Internet patent.A type of utility patent granted on an invention that combines business methods and software programs for Internet applications. — Also termed cyberpatent.
method patent.A patent having method or process claims that define a series of actions leading to a tangible physical result. — Also termed process patent. See process patent.
paper patent.A patent granted for a discovery or invention that has never been used commercially. • A paper patent may receive less protection under the law than a patent granted for a device that is actually used in industry. As a prior-art reference, a paper patent may carry less weight with examiners than one for an invention that has been commercially exploited because it may suggest that the invention did not work as claimed. [Cases: Patents 172. C.J.S. Patents §§ 283, 306.]
pioneer patent.A patent covering a function or a major technological advance never before performed, a wholly novel device, or subject matter of such novelty and importance as to mark a distinct step in the progress of the art, as distinguished from a mere improvement or perfection of what had gone before. • Under U.S. law, the claims of a pioneer patent are entitled to broader interpretation and to be given a broader range of equivalents. A pioneer patent is usu. the first one documented by a patent-tracking service, although it may not be the first patent published by a national registry, such as the PTO. — Cf. improvement patent. [Cases: Patents 173. C.J.S. Patents § 307.]
“To what liberality of construction these claims are entitled depends to a certain extent upon the character of the invention, and whether it is what is termed in ordinary parlance a ‘pioneer.’ This word, although used somewhat loosely, is commonly understood to denote a patent covering a function never before performed, a wholly novel device, or one of such novelty and importance as to mark a distinct step in the progress of the art, distinguished from a mere improvement or perfection of what had gone before.” Boyden Power-Brake Co. v. Westinghouse, 170 U.S. 537, 561–62, 18 S.Ct. 707, 718 (1898).
plant patent.A patent granted for the invention or discovery of a new and distinct variety of asexually reproducing plant. 36 USCA § 161. [Cases: Patents 14. C.J.S. Patents § 22.]
process patent.A patent for a method of treating specified materials to produce a certain result; a patent outlining a means of producing a physical result independently of the producing mechanism. • The result might be brought about by chemical action, by applying some element or power of nature, by mixing certain substances together, or by heating a substance to a certain temperature. See method patent. [Cases: Patents 7. C.J.S. Patents §§ 17–19.]
reissue patent.A patent that is issued to correct unintentional or unavoidable errors in an original patent, such as to revise the specification or to fix an invalid claim. • A reissue may correct patent defects that might call the validity of the patent into question. It is also used, although rarely, to make the claims broader or narrower. The patentee risks the possibility that previously allowed claims may be rejected. It does not change the term of the patent. 35USCA § 251. — Sometimes shortened to reissue. [Cases: Patents 135. C.J.S. Patents § 239.]

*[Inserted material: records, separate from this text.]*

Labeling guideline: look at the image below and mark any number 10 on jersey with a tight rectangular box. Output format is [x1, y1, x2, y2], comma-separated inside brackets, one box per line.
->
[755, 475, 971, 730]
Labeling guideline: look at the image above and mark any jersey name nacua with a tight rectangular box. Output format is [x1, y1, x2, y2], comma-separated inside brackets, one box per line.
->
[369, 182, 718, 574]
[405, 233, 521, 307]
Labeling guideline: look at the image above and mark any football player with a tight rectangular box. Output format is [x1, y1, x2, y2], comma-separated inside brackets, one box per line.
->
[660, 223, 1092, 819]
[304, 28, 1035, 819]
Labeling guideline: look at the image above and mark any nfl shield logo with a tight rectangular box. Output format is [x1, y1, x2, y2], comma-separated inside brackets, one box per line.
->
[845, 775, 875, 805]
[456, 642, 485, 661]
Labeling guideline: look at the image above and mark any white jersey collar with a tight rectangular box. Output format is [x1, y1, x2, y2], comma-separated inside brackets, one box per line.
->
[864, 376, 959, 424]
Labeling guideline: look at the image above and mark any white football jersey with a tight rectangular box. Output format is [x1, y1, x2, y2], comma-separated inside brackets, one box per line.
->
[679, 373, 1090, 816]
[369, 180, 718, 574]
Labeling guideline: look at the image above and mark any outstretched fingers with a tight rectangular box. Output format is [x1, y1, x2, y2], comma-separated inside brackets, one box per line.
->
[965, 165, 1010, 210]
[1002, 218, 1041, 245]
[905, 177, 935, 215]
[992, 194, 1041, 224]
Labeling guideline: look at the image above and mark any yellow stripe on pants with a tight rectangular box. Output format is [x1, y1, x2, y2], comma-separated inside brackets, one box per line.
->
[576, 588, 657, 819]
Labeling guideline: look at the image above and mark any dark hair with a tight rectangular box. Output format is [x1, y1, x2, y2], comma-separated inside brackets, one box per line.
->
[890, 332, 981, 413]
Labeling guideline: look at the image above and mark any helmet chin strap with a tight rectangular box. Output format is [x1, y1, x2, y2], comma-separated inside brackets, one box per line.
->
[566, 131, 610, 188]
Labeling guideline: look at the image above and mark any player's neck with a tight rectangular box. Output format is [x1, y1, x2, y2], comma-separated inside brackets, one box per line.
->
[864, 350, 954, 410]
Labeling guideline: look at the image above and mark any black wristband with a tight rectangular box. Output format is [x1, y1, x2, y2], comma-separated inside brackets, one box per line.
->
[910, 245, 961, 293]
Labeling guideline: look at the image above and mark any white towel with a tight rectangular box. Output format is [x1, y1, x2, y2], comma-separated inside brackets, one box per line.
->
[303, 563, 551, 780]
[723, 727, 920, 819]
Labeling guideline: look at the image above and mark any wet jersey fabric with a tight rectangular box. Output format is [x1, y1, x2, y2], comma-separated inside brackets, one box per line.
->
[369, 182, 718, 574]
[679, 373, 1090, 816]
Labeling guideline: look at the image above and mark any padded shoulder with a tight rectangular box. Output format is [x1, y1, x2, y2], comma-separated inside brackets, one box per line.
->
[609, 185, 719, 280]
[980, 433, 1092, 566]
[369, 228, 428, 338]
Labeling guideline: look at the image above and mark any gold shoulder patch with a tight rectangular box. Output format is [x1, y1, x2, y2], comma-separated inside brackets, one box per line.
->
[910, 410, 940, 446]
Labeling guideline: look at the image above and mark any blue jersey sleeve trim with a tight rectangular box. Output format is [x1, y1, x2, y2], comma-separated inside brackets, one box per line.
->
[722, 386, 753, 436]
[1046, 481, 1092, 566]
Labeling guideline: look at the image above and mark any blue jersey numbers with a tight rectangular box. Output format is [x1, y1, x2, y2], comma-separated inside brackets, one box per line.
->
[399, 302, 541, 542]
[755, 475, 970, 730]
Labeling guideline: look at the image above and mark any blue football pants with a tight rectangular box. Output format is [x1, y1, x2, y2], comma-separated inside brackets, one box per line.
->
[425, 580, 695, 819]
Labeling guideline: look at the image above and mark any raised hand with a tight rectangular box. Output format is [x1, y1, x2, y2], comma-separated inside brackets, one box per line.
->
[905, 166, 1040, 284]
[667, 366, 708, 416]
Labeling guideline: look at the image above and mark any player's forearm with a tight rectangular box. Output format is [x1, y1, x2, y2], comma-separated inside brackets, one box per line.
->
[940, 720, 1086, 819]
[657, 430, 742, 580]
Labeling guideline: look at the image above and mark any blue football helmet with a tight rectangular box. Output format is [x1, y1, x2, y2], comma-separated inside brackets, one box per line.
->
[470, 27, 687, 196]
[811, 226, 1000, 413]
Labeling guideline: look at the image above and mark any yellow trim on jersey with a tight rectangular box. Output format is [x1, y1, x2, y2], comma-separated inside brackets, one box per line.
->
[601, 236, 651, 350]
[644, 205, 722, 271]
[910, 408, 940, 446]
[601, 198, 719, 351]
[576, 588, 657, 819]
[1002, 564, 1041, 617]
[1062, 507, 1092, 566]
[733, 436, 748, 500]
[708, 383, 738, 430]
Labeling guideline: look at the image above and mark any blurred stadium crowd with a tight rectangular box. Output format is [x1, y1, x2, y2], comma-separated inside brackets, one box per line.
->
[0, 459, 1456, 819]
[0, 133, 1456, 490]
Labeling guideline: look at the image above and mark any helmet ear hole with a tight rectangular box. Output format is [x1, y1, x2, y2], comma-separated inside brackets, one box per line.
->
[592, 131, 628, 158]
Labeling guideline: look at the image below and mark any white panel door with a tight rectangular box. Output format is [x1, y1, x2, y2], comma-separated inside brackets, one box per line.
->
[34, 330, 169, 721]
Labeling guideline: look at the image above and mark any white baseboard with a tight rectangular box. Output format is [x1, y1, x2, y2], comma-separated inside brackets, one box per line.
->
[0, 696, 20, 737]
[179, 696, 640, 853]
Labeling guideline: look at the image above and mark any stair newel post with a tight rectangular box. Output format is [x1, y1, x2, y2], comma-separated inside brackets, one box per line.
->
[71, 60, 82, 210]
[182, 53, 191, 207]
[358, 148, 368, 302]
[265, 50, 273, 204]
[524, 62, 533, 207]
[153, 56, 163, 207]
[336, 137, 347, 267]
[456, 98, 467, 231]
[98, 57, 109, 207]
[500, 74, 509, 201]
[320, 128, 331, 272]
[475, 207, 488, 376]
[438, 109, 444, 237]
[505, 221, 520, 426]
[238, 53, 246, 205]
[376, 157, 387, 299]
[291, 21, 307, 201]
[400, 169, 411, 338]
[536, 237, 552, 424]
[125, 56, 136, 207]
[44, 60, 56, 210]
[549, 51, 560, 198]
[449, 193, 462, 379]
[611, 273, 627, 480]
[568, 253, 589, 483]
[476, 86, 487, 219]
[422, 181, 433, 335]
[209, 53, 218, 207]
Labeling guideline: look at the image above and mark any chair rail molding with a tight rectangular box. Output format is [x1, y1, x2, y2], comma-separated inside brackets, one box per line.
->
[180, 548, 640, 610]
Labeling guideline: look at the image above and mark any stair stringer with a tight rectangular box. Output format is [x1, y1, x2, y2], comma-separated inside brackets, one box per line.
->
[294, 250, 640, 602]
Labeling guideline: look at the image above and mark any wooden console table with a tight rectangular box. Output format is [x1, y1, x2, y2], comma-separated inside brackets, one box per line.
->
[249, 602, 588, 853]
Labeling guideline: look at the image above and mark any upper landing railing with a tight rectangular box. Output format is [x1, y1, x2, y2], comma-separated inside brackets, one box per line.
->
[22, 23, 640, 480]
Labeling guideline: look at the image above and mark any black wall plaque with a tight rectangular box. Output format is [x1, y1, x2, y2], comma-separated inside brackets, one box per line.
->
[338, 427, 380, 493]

submarine patent.Slang. A patent that is delayed in prosecution by the applicant in order to let an infringing user continue to develop its business, with the intention of taking in later-invented technology once the patent finally “surfaces” from the U.S. Patent and Trademark Office. • Typically, the patent applicant is aware of the developments and consciously delays the PTO’s issuance of a patent, so that the invention’s unwitting users will be forced to pay license fees. As of November 29, 2000, most patent applications must be published within 18 months of filing, so submarine patents are relatively rare now. See CONTINUATION-APPLICATION LACHES DOCTRINE.
utility-model patent.See UTILITY MODEL.
utility patent.A patent granted for one of the following types of inventions: a process, a machine, a manufacture, or a composition of matter (such as a new chemical). • Utility patents are the most commonly issued patents. 35 USCA § 101. [Cases: Patents 10–12, 15.]